Hey Joe !
Just read your last instalment, "Escape from America". It was a strange feeling to watch your progress through all the discovery stages of eureka and rapture and fascination to the getting familiar stages of familiarity and solidarity to the final stage of resignation and quiet personal revolution. Strange in that I experienced many of the same reactions during my thirty plus years of itinerancy as an English teacher, sheepherder, boat nigger then captain, carpenter, and a few other things as I traced a crooked impulsive path around the Mediterranean, here and there in the States.
You're absolutely correct. The Empire, once, long ago, commonly known as the United States (" ... no entangling alliances ... " which I, in my childhood innocence actually believed) has become this ever more intrusive presence, this sinister foreboding of ever increasing quantities of noise and ignorance. Is there nowhere to go? I doubt it. It reminds me of the fatalism of the Morrocans who reacted to my tirades about things in general by counselling patience. That to enter into Evil's game is to be colonised by Evil. "Let the Evil run its course", they would say, "you know and we know that it can't last forever. We have been here for a long time and will be here when it has extinguished itself".
As an American trying to escape into something better, I had a feeling they were probably right, but it was still somehow difficult to rid myself of that “can do” kind of reaction when confronted with a problem. But as I thought about it, there came to mind a few examples like the Chinese one about the reed and the oak tree after a big storm which found the reed still firmly in place but the oak uprooted and dying; about the idea of choosing those things you can actually do something about rather than the ones you can't. Stuff like that.
I would love to come over and down there to see what you've got going, but, in a sense, I already know. If or when the day comes when email becomes a thing of the past and I'm still around, I know I'll always be able to put a letter in a bottle and, by the time it reaches your shores, it will be read by those who had known you and they will, no doubt, have an inkling and a good laugh.
We're preparing the boat for the long haul this year, and just may move aboard permanently. Who knows? I certainly don't, but try not to let it bother me. Too much.
Yes, it has been a rather long journey of discovery. Americans tend to think they can anticipate and control more than is truly possible. At first I was so anxious to live in Europe, having tasted it type of freedom for the first time, thanks to an invitation from my best friend, Ken Smith, to visit France (I'd been to Europe several times, but only as a tourist). But after a while reality set in and I realized that Europe, for all its social and human progress, is subject to the same global vicissitudes as America in the long run. Also, there was the matter of the fraudulent value of the dollar being exposed and the subsequent decline in its its value.
Like you, I have a hard time with the "Let evil run its course" school of thought.
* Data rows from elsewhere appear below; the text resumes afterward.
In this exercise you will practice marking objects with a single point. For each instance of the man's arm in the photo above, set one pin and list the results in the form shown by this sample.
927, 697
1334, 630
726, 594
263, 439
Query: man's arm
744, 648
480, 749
The American culture, unlke the ancient one of the Morrocans, sprang from the womb of The Enlightenment, which necessarily implies self-realization. Luckily, about halfway along in the search for a more meaningful existence than is possible in America today, spiritual and artistic aspects emerged which clarified matters quite a bit. They balanced the political anger and acted as a truer compass.
I do hope you and your lady can come to sail the coast of Belize and visit. The Caribbean is one hell of a varied place, from French Martinique (a tropical Provence, if you can imagine that) to Cuba and St. Kitts. Sure this is the Third World, but Belize's coast is more like some funky version of Gauguin with cheap appliances and a happy attitude. (The people in Gauguin's paintings are never smiling, are they?)
My cabana is about the equivalent of a good fishing shack in America, which is more than adequate as housing goes down here. Tonight I am cooking red beans stewed in pigs' tails (skinned, chopped in links and smoked in mango wood) and hudut, a Garifuna dish, with fresh caught snapper.
Wish you and you love could be at the table with all of us when the stars come out, the bitters are poured and the talk turns to the sea and life.